Rule 1: Strike when they're hot and cut when they're not

OPTIMISM about the performance of Australian equities in the long term is based on marketing and the past. It is not a divine right in the future.

OPTIMISM about the performance of Australian equities in the long term is based on marketing and the past. It is not a divine right in the future.

And if you ever want some objectivity about the sharemarket going up in the long term, just ask someone from Japan. The Japanese sharemarket has had a woeful run. From Christmas 1989 to Halloween in 2008, it fell 82 per cent.

Take us up to today and the Japanese sharemarket is still down 70.8 per cent in the past 23 years.

Although this suggests we should have avoided investing in Japanese equities over this period, the truth is the equity market is opportunity - even within that terrible performance there have been eight bull markets averaging plus 61.6 per cent and eight bear markets averaging minus 44.3 per cent.

Each lasted more than a year on average; substantial and tradeable periods.

And despite the overall fall of 70.8 per cent, the Japanese market is still up 62 per cent from the bottom and has delivered an average annual compound return of 12.1 per cent for four-and-a-bit years.

The point being that even in a long-term bear market, even when a country has gone effectively ex-growth and is in the grips of deflation - a predicament that must inevitably catch up with both Europe and the US - the equity market can still defy the big trend for long periods and provide plenty of opportunity to make money.

Fast forward to the Australian market today and we are up 23 per cent in seven months.

It is scaring some people, rational people in particular. We seem to be ignoring terminal issues such as rampant money printing and ballooning US and European debt levels.

Are we all mad? We may well be, but the big issues are not the point: the point is that there is money to be made and we owe it to ourselves after five lean years to try to make it.

And in the Japanese context, we could rally another 38.6 per cent and still only discover in hindsight that we were in an average bull market.

So it is no good wagging fingers about how the problems are still there and how central banks have only kicked the can down the street. The game in equities, especially after the global financial crisis, is to "just get on with it" and make money while you can.

While the market goes up, grand predictions about it all ending in tears are as useless as the equally grand declarations that we are now in a new long-term bull market that will leave you in denial when it starts going down. It's all bull.

All you know is to make money when stocks go up and get out when they start going down. You can't do that with a head-in-the-sand, long-term investment approach alone.

To take advantage of the equity market "trends within the trend", you're going to have to time the market.

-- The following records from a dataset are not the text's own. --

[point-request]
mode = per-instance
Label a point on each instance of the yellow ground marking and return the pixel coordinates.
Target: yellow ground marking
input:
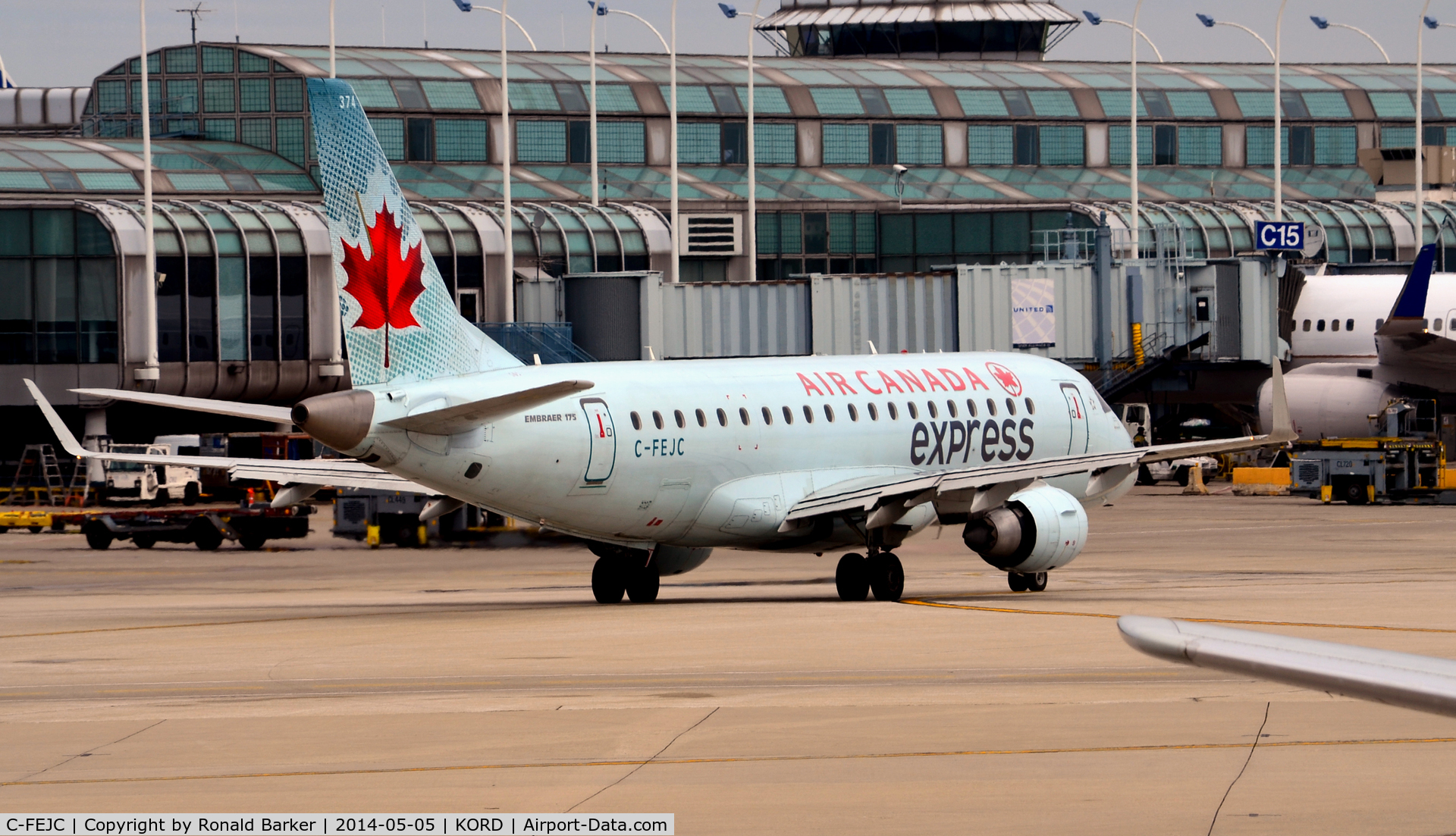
(743, 759)
(925, 603)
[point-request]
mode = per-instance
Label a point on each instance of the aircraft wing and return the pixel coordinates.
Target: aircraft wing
(338, 472)
(1404, 338)
(1408, 681)
(261, 412)
(989, 485)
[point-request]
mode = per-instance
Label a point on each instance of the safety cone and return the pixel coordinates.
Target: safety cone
(1196, 487)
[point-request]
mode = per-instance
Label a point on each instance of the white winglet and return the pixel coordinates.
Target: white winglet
(61, 430)
(1282, 424)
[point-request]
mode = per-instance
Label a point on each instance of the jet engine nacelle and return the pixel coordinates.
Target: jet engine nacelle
(1037, 531)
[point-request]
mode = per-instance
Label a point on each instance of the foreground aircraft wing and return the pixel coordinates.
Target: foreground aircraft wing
(1404, 338)
(273, 414)
(989, 485)
(1408, 681)
(338, 472)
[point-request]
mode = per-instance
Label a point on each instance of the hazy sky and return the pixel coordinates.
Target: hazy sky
(58, 42)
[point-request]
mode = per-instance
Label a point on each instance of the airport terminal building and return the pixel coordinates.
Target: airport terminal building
(1002, 145)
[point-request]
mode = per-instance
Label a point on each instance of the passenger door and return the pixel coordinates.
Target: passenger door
(603, 455)
(1078, 418)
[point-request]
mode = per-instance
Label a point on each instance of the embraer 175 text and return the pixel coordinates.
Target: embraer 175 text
(658, 464)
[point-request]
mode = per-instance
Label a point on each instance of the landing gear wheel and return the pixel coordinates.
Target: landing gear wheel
(98, 537)
(606, 581)
(642, 584)
(852, 578)
(887, 577)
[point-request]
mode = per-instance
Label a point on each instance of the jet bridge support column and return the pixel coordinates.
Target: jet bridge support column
(1103, 270)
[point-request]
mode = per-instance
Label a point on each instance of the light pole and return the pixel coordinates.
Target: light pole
(1419, 221)
(1326, 23)
(1097, 20)
(672, 112)
(468, 6)
(1131, 134)
(150, 308)
(1279, 98)
(507, 221)
(752, 232)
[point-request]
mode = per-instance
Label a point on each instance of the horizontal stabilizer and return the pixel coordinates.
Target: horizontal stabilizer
(1408, 681)
(469, 415)
(258, 411)
(338, 472)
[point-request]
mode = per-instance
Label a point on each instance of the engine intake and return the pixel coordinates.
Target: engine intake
(1037, 531)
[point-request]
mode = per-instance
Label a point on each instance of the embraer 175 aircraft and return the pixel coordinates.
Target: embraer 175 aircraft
(658, 464)
(1348, 365)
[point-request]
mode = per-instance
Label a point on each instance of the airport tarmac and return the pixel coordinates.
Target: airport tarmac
(324, 676)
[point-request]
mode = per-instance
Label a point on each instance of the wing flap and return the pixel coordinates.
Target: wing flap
(1408, 681)
(469, 415)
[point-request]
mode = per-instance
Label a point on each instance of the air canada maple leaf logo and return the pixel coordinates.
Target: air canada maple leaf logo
(388, 283)
(1006, 377)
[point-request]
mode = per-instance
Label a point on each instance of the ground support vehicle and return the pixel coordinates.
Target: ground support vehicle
(1360, 471)
(249, 526)
(156, 484)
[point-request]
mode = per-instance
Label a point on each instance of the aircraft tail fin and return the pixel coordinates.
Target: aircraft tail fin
(1410, 306)
(400, 318)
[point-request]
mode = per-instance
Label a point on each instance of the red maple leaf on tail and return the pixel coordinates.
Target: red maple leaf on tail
(384, 284)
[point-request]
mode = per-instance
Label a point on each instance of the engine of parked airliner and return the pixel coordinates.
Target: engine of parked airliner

It's here that 90 per cent of investors and advisers are going to fail, because they insist on resurrecting the pre-GFC finance industry mantra that "the market always goes up in the long term".

It's a mantra that the 93 per cent of the working population who choose to make their superannuation contributions to their employer's default balanced fund have also, unwittingly, bought into as well.

They are all going to experience the big trend and in a UEFC world (US and European Financial Crisis - yes, they are still in a crisis), managed funds and long-term investment are a much bigger gamble than they were.

So my advice is to disregard the daily macro rubbish, dismiss your long-term "faith", dismiss your grand declarations about the future and just get on with making money in individual stocks when you can.

Get in when they're going up and get out when they're going down. It's a mistake to adopt long-term investment again just because the market's gone up 23 per cent. You have to do better than that.